You can't always judge an artist by his art. When I first saw Manning Williams' great comic book-paneled, aggressively hectic art, I imagined some young punk raised on hard liquor and Lichtenstein. Instead, Williams is a sage, self-effacing Charlestonian in his 60s, whom gallery owner Lese Corrigan describes as an underappreciated local treasure.

"He hasn't been fully recognized," she told me. "He represents a crossover from the Charleston Renaissance to today." Corrigan wants people to rediscover this missing link, so she'll be displaying his latest pieces in Fragmenting Arrogance, a show at Corrigan Gallery opening Thurs. Feb. 8 and running until Feb. 28.

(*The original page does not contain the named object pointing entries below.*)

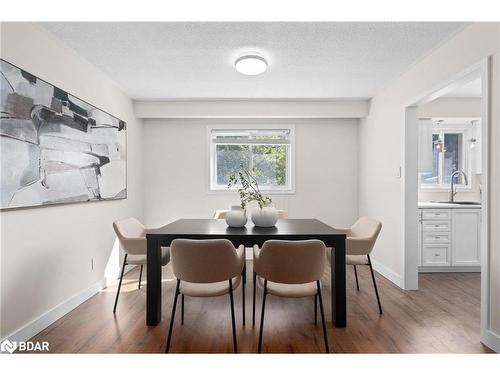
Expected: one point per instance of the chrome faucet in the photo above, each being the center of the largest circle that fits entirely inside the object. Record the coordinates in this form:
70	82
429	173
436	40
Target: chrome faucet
452	192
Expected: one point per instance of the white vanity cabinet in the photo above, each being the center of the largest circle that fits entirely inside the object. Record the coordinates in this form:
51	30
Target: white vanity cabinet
449	239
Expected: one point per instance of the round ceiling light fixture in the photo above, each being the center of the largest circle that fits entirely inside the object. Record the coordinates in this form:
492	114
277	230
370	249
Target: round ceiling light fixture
251	64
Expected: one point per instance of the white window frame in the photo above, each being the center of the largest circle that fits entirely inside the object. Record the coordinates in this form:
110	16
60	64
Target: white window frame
466	159
288	188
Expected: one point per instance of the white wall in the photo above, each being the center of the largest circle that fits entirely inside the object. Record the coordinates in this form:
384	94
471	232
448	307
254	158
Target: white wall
46	252
380	145
176	178
451	107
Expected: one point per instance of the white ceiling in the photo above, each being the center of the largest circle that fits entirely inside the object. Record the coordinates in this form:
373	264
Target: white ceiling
306	60
472	89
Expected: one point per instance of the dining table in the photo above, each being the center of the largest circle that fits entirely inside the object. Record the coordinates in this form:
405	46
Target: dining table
249	235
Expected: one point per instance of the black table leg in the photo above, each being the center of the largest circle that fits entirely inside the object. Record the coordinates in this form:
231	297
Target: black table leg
338	287
153	288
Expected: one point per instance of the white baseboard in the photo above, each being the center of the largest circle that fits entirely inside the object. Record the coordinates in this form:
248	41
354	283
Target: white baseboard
388	273
492	341
423	269
43	321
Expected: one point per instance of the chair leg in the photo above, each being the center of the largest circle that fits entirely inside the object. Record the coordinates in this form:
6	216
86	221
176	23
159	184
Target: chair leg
140	276
172	317
233	323
375	285
182	309
120	283
356	275
262	316
315	309
254	290
318	286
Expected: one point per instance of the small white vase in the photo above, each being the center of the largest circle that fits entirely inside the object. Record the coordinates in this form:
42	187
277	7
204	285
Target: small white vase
265	217
236	217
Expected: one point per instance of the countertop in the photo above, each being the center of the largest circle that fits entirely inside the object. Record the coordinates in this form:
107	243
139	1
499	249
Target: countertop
446	205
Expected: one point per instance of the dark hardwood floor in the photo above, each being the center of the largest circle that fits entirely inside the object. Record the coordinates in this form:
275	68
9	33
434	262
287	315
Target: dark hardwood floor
442	317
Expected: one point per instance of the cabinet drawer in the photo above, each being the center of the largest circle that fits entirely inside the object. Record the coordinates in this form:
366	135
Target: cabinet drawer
436	226
436	255
436	237
436	215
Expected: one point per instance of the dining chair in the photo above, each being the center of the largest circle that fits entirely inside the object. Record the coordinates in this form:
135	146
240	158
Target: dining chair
132	238
291	269
360	240
221	214
207	268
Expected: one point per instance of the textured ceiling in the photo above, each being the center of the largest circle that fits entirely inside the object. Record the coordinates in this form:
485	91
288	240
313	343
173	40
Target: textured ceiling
306	60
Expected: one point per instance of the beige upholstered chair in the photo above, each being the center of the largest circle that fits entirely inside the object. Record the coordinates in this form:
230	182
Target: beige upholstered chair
290	269
206	268
221	214
361	238
132	238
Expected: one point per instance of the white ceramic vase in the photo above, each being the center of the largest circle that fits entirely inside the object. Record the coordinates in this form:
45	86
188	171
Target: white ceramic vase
236	217
265	216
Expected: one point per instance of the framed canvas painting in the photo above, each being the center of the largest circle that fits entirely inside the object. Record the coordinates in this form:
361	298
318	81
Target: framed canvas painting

Corrigan represented his work at the Verner Gallery when she was running it in 1999 and 2000, and stresses the similarities between his earlier landscape and figurative stuff and his more recent abstract paintings.

'The composition, landscape feel, war images, and colors are still there," says Corrigan. "There are certain visual elements that repeat themselves." Williams has been developing a pop art-influenced style for the past 12 years, but he's kept it accessible by layering his acrylic work with energetic forms and comic book panels. Look hard and you'll see crude figures with speech balloons brightening some of the more ambiguous backgrounds. The balloons are blank, inviting the viewer to add their own dialogue to the graphic tableaux.

This stripped-up approach is manna for my generation, brought up on graphic novels and Grand Theft Auto. As well as abstracting any potential pomposity from his work, his lightness of touch allows him to tackle the serious subjects that he holds dear: war, social disorder, and the fragility of our current modes of communication.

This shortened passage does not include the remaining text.